Com o passar do século, o humor deixou de ter a primazia na hierarquia do cômico. O interesse dos críticos se voltou para a análise formal em que contam as emoções do receptor como um todo. Passaram a valorizar o talento em seu sentido amplo: fusão de inteligência e sentimento, base de toda a poesia. Mas os diferentes matizes por que passou o conceito de humor nos permite avaliar sua riqueza e potencialidade, capacidade de captar e expressar o ridículo, a ambigüidade tristeza/alegria, as contradições e instablidade do próprio ser humano construído de sentimento e intelecto.
O HUMOR NA LITERATURA BRASILEIRA
O humor é tão característico do temperamento brasileiro que é conhecida a anedota que descreve o desembarque, no Brasil, de Pedro Álvares Cabral sob o olhar crítico de um índio balançando cabeça: "isto não vai dar certo..."
A literatura brasileira é depositária de mais variadas expressões de humor. Desde Gregório de Matos (1623-1696) que, através da sátira, cobria de ridículo o português colonizador. Fez isto com tanta competência que recebeu o apelido de "Boca do Inferno". Em tom debochado, o inconfidente (ver Inconfidência mineira) Tomás Antônio Gonzaga (1744-1810) escreveu, em Cartas chilenas, um retrato caricato de Luís da Cunha Menezes, governador de Minas, a quem o autor pede que "erga a cabeça da fronha" e venha "ouvir coisas raras".
No século XIX, Machado de Assis esboça sua fina e penetrante análise - não isenta de certa ternura - da fragilidade e insensatez humana. Em sua prosa desmistificadora, na anulação dos códigos "asmáticos e antitéticos", Machado expõe e ri da pomposa solenidade da sociedade carioca. Bastariam contos como O alienista e sua filosófica e inesperada conclusão, ou o Elogio da vaidade feito por ela mesma, ou O espelho refletindo a distorção dos papéis sociais, ou Sereníssima república revendo as distâncias entre o poder e o povo, ou Missa do galo para que se tenha uma ilustração rica e viva das possibilidades e sutilezas do humor de Machado de Assis.
Na mesma época, a comédia teve em Martins Pena um bem-humorado observador dos costumes e figuras de seu tempo, inaugurando um filão que seria explorado e aprofundado por França Júnior, Artur Azevedo, vindo até nossos dias nas figuras de Silveira Sampaio e Millôr Fernandes. Também é no humor que vai se alicerçar o romance picaresco Memórias de um sargento de milícias, de Manoel Antônio de Almeida (1831-1861), que apontou as mazelas sociais pelo espelho deformador do cômico. Em outra linha, o nonsense avulta a figura de Qorpo-Santo, cujo original e surpreendente enfoque humorístico o levaria a ser considerado um precursor do teatro do absurdo.

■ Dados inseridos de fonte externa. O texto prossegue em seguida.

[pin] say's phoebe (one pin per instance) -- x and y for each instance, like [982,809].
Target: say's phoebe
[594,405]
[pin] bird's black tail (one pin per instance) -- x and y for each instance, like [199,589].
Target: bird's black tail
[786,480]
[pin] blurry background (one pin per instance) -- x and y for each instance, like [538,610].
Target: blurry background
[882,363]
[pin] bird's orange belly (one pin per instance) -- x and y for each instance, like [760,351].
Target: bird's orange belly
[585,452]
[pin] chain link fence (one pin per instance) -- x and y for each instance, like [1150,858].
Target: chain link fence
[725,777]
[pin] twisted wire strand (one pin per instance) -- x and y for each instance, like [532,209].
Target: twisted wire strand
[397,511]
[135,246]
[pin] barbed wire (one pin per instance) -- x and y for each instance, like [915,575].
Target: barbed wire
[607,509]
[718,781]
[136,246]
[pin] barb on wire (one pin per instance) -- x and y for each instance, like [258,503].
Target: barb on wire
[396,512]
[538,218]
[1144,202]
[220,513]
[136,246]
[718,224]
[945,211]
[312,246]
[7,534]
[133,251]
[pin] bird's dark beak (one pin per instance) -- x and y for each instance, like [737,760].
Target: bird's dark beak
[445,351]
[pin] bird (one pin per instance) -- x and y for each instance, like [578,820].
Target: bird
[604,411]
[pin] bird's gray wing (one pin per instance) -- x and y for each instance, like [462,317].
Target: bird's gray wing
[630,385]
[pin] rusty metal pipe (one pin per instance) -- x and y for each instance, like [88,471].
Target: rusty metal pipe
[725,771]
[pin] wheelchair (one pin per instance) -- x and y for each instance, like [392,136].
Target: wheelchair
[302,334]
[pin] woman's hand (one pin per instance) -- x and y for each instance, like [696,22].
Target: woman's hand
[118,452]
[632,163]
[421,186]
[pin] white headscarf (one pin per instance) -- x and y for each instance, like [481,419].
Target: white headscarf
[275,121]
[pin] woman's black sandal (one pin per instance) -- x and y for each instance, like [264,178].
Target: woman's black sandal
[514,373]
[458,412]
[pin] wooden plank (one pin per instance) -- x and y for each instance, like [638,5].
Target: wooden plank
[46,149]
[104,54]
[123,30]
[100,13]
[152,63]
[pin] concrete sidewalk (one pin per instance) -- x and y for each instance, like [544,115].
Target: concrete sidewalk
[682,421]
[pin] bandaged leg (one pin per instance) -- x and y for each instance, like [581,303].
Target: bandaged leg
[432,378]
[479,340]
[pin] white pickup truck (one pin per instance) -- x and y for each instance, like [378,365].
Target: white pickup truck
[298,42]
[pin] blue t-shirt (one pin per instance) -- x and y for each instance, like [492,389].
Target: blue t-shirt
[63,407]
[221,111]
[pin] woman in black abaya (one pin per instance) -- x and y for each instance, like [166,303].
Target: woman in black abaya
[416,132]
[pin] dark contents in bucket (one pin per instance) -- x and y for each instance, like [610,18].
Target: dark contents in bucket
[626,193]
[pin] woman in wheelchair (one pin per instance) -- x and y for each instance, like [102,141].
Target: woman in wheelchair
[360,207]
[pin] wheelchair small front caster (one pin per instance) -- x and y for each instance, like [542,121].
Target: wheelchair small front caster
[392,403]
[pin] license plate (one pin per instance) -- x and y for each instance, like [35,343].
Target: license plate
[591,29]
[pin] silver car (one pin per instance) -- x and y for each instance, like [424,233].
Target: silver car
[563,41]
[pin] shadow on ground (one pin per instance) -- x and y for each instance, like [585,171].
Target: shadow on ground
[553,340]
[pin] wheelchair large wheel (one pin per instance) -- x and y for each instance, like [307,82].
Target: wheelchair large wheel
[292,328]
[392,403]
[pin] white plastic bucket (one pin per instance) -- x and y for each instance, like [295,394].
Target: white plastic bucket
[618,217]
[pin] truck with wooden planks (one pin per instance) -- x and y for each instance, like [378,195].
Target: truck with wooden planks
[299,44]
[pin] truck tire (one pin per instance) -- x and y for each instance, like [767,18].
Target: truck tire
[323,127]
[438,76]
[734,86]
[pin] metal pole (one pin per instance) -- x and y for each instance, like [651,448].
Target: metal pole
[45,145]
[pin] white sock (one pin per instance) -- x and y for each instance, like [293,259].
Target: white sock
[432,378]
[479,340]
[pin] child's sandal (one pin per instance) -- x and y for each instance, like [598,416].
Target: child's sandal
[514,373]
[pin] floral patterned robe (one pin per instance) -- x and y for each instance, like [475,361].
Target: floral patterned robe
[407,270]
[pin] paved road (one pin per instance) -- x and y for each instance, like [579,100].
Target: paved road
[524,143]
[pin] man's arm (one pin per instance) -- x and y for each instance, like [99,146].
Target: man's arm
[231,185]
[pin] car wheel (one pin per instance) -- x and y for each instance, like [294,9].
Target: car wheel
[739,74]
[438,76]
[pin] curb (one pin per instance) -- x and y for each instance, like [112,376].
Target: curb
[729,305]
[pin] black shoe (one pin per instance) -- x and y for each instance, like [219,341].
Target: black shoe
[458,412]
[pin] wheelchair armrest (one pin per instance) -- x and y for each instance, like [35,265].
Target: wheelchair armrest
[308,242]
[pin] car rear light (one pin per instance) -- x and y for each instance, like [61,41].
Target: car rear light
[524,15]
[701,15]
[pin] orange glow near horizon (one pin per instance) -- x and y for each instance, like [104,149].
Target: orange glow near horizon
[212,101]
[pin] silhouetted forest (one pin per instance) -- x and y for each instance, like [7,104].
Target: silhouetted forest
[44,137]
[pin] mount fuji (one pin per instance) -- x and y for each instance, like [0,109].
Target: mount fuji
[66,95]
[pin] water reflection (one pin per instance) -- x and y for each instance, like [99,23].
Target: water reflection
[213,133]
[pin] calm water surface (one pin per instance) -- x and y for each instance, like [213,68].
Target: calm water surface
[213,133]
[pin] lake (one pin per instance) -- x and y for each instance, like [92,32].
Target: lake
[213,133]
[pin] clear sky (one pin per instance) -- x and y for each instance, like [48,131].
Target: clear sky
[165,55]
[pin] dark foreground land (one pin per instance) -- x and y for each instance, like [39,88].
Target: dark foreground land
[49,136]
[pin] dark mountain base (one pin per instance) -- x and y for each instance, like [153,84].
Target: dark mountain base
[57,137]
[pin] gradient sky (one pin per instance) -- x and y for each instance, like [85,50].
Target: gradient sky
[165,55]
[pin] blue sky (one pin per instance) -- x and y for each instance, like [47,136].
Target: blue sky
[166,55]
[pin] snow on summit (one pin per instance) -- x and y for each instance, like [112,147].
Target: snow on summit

À época do modernismo, a fúria iconoclasta de Oswald de Andrade teve no humor uma arma contundente. Tal como o será a inteligente ironia de Mário de Andrade, que em Macunaíma sintetiza os sonhos, aventuras e desventuras deste anti-herói que é o homem brasileiro.
Na literatura popular, o humor é traço definidor. Nas metáforas, as relações sociais se desestruturam e fazem surgir a fabulação. Ao colocar em cena o coronel, o negro, o padre, a mulher, o soldado - tantos tipos populares quantos invente a imaginação do autor - invertendo ou caricaturando os papéis de cada um, o povo ri do ridículo dos que estão acima de sua classe ao mesmo tempo que exalta, pelo deboche, a coragem e habilidade do negro ou do peão.
Os tipos populares que se imortalizaram na literatura de cordel ou no teatro de bonecos, cujas histórias são transmitidas de geração em geração - entre outros, Malasartes, João grilo, Cancão de fogo - são descritos como "quengos inteligentes", "reis das tramóias", "mestres da astúcia", de quem "nem o diabo escapa". Alegres e gozadores, têm prazer no que fazem, divertem-se com as próprias trapaças, divertindo os que escutam suas estrepolias criativas e inesperadas. Afinal, com eles aprendemos a "rir da própria desgraça" pois, na dura luta pela sobrevivência, "bem só pode estar o sol / porque ninguém o alcança / haja no mundo o que houver / o sol lá nem se balança / pois enquanto a sorte dorme / a desgraça não descansa".